I. Hintergrund der Neuregelung

Im Zuge des Kampfes gegen die (Wirtschafts)Sanktionen der EU und der USA, hat Russland bereits mit einigen Gegenmaßnahmen reagiert.

Nach Verhängung der Sanktionen im Februar 2022 waren die Gegenmaßnahmen überwiegend darauf gerichtet, Waren- und Kapitalflucht zu verhindern. Mit anderen gesetzgeberischen Maßnahmen wird nun zunehmend versucht, dem anhaltenden und sich verstärkenden Abzug internationaler Unternehmen zu begegnen und die inländische Produktion der zum Teil für Russland notwendigen und nicht substituierbaren Güter aufrecht zu erhalten.

Während einige Gesetzesvorhaben die ausländischen Unternehmen oder ihre Tochterunternehmen durch Androhung der „Enteignung“ zum Verbleib und zur weiteren Geschäftstätigkeit in Russland bewegen wollen, beschäftigt sich der am 04. April 2022 aus den Reihen einiger Abgeordneter in das Russische Parlament (Duma) eingebrachte Entwurf, auf der Ebene des Strafrechts mit der Thematik und sieht eine Änderung des Paragraphen 201 des russischen Strafgesetzbuch („StGB RF“) vor, der den „Missbrauch von Befugnissen“ regelt.

II. Geplante Neuregelung

Der, durch die anstehende Reform unverändert gebliebene § 201 Abs. 1 StGB RF, sieht eine Strafbarkeit für leitende Personen von (u.a.) Unternehmen vor, wenn diese entgegen den rechtmäßigen Interessen des Unternehmens zum Zweck, sich oder anderen einen Vorteil zu verschaffen oder anderen Schaden zuzufügen, Handlungen begehen, welche zu einem erheblichen Schaden für Rechte und rechtmäßige Interessen von Bürgern oder Unternehmen oder der rechtlich geschützten Interessen der Gesellschaft oder des Staates führen. Als Sanktionen sieht das Gesetz hierfür Geldstrafen, Zwangsarbeit mit oder ohne Freiheitsentzug sowie Freiheitstrafe vor. 

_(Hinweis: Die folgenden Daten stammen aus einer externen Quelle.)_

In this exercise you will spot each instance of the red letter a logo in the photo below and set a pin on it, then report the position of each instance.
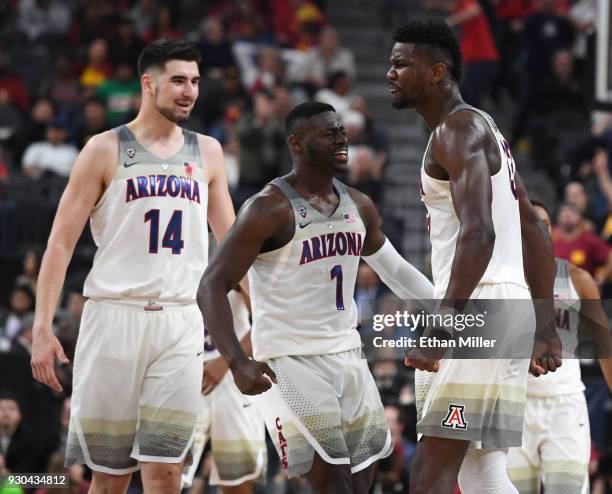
(455, 418)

Mit dem geänderten § 201 Abs. 2 StGB RF soll ein Qualifikationstatbestand zum Abs. 1 mit einem erhöhten Strafmaß eingeführt werden, welcher vorsieht, dass dieselbe Handlung, die in Ausführung eines Beschlusses eines ausländischen Staates, eines Zusammenschlusses ausländischer Staaten oder einer internationalen Organisation zur Verhängung restriktiver Maßnahmen gegen die Russische Föderation begangen wird (nachfolgend als „Sanktionen“ bezeichnet) als besonders schwerer Fall des § 201 StGB RF gilt, der mit einer Geldstrafe bis zu einer Million Rubel oder mit dem Entzug des Arbeitsentgelts oder anderer Einkünfte des Verurteilten für einen Zeitraum von bis zu fünf Jahren, oder mit Zwangsarbeit von bis zu fünf Jahren mit oder ohne Berufsverbot von bis zu drei Jahren oder mit einer Freiheitsstrafe von bis zu zehn Jahren mit Berufsverbot von bis zu drei Jahren bestraft wird.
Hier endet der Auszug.